11:30 Targeting Leukemia Oncogene Expression with Inhibitors of Chromatin Reader Proteins

Christopher Ott
Research Fellow, Medical Oncology
Dana-Farber Cancer Institute, Harvard Medical School

The development of chemical inhibitors of proteins involved in epigenetic regulation of gene expression has led to the emergence of a limited number of promising therapeutic agents designed to target aberrant gene regulatory factors. These factors generally modify either chromatin or DNA by adding ('writing') or removing ('erasing') post-translational modifications of histones. Recently, small molecule inhibitors of 'reader' chromatin effector proteins have been developed. We have investigated the therapeutic potential of inhibitors of the BET class of human bromodomain proteins in several models of cancer, including B- and T-cell acute lymphoblastic leukemia (ALL). Bromodomains bind to post-translationally acetylated lysines of histones and mediate assembly of macromolecular protein complexes required for transcriptional activation and polymerase elongation. A first-in-class BET inhibitor developed in our laboratory, JQ1, is a thieno-triazolo-1,4-diazapine that binds with high affinity into the acetyllysine binding pocket of BET bromodomains. JQ1 potently reduces the viability of ALL cell lines with high-risk cytogenetics.

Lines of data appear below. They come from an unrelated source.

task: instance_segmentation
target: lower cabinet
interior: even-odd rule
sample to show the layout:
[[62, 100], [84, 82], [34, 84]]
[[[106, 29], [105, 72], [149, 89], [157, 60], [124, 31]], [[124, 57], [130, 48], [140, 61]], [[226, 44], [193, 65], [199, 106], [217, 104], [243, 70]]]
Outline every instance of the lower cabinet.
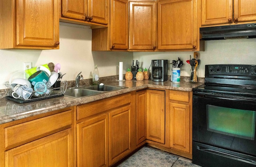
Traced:
[[74, 166], [73, 108], [0, 125], [0, 166]]
[[78, 167], [111, 166], [136, 149], [134, 93], [77, 106]]
[[147, 89], [147, 139], [162, 144], [165, 143], [164, 90]]
[[170, 90], [166, 103], [167, 145], [176, 154], [191, 158], [192, 92]]

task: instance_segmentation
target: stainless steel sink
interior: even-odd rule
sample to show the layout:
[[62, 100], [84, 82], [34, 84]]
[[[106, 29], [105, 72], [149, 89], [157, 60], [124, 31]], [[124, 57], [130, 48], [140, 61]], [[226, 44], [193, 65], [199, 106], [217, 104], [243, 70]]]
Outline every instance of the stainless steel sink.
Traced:
[[98, 85], [83, 86], [71, 88], [66, 90], [64, 95], [74, 97], [81, 98], [89, 96], [96, 95], [104, 92], [117, 90], [126, 88], [126, 87], [119, 86], [104, 85], [103, 88], [98, 88]]
[[100, 88], [100, 87], [99, 88], [98, 85], [92, 85], [86, 86], [83, 86], [82, 88], [84, 89], [93, 90], [98, 91], [113, 91], [117, 90], [118, 90], [122, 89], [124, 88], [126, 88], [126, 87], [119, 86], [112, 86], [104, 85], [103, 86], [103, 88]]
[[97, 90], [76, 88], [67, 89], [64, 93], [65, 96], [77, 98], [100, 94], [102, 92]]

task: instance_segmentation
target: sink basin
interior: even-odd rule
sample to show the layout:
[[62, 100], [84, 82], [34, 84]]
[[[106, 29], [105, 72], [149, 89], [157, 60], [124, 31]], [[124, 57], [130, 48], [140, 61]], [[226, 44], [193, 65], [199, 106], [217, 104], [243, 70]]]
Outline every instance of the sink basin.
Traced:
[[86, 89], [93, 90], [98, 91], [108, 91], [122, 89], [124, 88], [126, 88], [126, 87], [119, 86], [118, 86], [107, 85], [105, 84], [103, 86], [103, 88], [102, 89], [98, 88], [98, 85], [89, 86], [83, 87], [82, 88], [83, 88]]
[[104, 92], [117, 90], [126, 88], [126, 87], [104, 85], [103, 88], [98, 89], [98, 85], [80, 86], [67, 89], [64, 95], [76, 98], [95, 95]]
[[65, 96], [77, 98], [98, 94], [102, 92], [84, 88], [77, 88], [67, 89], [64, 93]]

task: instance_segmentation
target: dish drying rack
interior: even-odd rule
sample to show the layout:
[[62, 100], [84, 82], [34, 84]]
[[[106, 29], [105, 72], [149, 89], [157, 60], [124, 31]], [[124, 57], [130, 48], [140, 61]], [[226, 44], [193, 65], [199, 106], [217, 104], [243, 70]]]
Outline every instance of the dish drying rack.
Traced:
[[[48, 88], [48, 89], [50, 91], [49, 93], [39, 92], [38, 90], [33, 91], [31, 96], [28, 99], [24, 99], [21, 97], [14, 98], [12, 95], [14, 87], [10, 84], [9, 82], [6, 82], [5, 85], [5, 92], [7, 94], [7, 96], [6, 97], [7, 99], [19, 103], [24, 103], [63, 96], [67, 89], [68, 82], [66, 81], [61, 81], [60, 86], [58, 88]], [[38, 96], [35, 94], [36, 92], [40, 92]], [[36, 94], [38, 94], [38, 93]]]

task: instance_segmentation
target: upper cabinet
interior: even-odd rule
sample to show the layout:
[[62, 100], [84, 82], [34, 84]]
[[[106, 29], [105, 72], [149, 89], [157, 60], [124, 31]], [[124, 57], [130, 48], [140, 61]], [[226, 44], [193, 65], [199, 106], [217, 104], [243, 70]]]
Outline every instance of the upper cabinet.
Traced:
[[128, 0], [110, 0], [110, 4], [108, 27], [92, 30], [92, 51], [128, 49]]
[[107, 25], [109, 3], [109, 0], [62, 0], [61, 18]]
[[156, 2], [130, 1], [130, 50], [156, 48]]
[[199, 31], [196, 0], [159, 1], [159, 50], [199, 50]]
[[0, 1], [0, 49], [59, 49], [55, 0]]
[[201, 0], [201, 26], [256, 20], [255, 0]]

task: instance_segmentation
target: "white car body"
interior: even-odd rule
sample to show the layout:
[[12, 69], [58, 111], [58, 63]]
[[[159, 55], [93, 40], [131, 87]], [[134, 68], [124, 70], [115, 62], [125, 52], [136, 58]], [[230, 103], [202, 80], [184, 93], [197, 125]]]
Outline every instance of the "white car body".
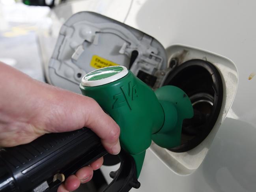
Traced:
[[[141, 186], [131, 191], [255, 191], [256, 79], [248, 77], [256, 72], [256, 2], [88, 0], [53, 11], [62, 15], [63, 6], [69, 12], [61, 22], [80, 11], [100, 13], [153, 37], [168, 58], [175, 45], [197, 50], [195, 54], [209, 53], [222, 76], [222, 106], [210, 133], [181, 153], [153, 144], [139, 178]], [[108, 182], [109, 172], [118, 167], [103, 166]]]

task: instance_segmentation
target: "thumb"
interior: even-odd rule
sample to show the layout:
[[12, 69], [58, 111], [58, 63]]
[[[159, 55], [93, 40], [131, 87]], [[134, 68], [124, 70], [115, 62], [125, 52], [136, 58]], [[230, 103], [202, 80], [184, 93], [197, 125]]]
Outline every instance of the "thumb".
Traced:
[[84, 126], [91, 129], [101, 138], [103, 146], [108, 152], [113, 155], [117, 155], [121, 150], [119, 126], [104, 112], [95, 100], [86, 97], [90, 100], [87, 103], [90, 104], [88, 106], [87, 118]]

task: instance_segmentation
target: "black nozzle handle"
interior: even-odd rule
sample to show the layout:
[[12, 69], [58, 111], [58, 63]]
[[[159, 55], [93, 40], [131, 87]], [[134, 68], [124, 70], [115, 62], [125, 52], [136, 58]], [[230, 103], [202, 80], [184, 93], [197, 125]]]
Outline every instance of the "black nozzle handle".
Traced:
[[[0, 191], [33, 191], [37, 187], [44, 191], [47, 185], [47, 190], [56, 190], [61, 181], [53, 182], [54, 175], [66, 178], [107, 153], [99, 138], [86, 128], [46, 134], [29, 144], [2, 149]], [[6, 185], [5, 179], [11, 183]], [[12, 191], [9, 185], [14, 185]]]
[[[0, 192], [56, 192], [63, 175], [67, 178], [107, 153], [100, 138], [85, 127], [2, 149]], [[140, 186], [133, 157], [122, 149], [119, 157], [120, 167], [110, 174], [113, 181], [104, 192], [127, 192]]]

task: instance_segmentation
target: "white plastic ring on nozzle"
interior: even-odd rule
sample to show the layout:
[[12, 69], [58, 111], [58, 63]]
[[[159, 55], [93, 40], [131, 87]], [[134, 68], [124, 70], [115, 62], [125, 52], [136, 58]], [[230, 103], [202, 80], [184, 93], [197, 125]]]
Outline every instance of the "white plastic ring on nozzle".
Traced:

JQ1 induces the transcriptional downregulation of leukemia oncogenes MYC and IL7R. Genome-wide expression profiling demonstrated a restricted effect of JQ1 on transcription with MYC and IL7R being among the most downregulated genes. In mouse models of ALL, JQ1 suppresses c-Myc expression and STAT5 phosphorylation, and significantly prolongs survival. These results demonstrate that BET bromodomain inhibition is a promising therapeutic strategy for cancer.

1) Discussion of small molecule inhibition of chromatin signaling.
2) Discussion of the chemical inhibition of chromatin ‘reader’ domains.
3) Application of chromatin inhibitors to cancer models.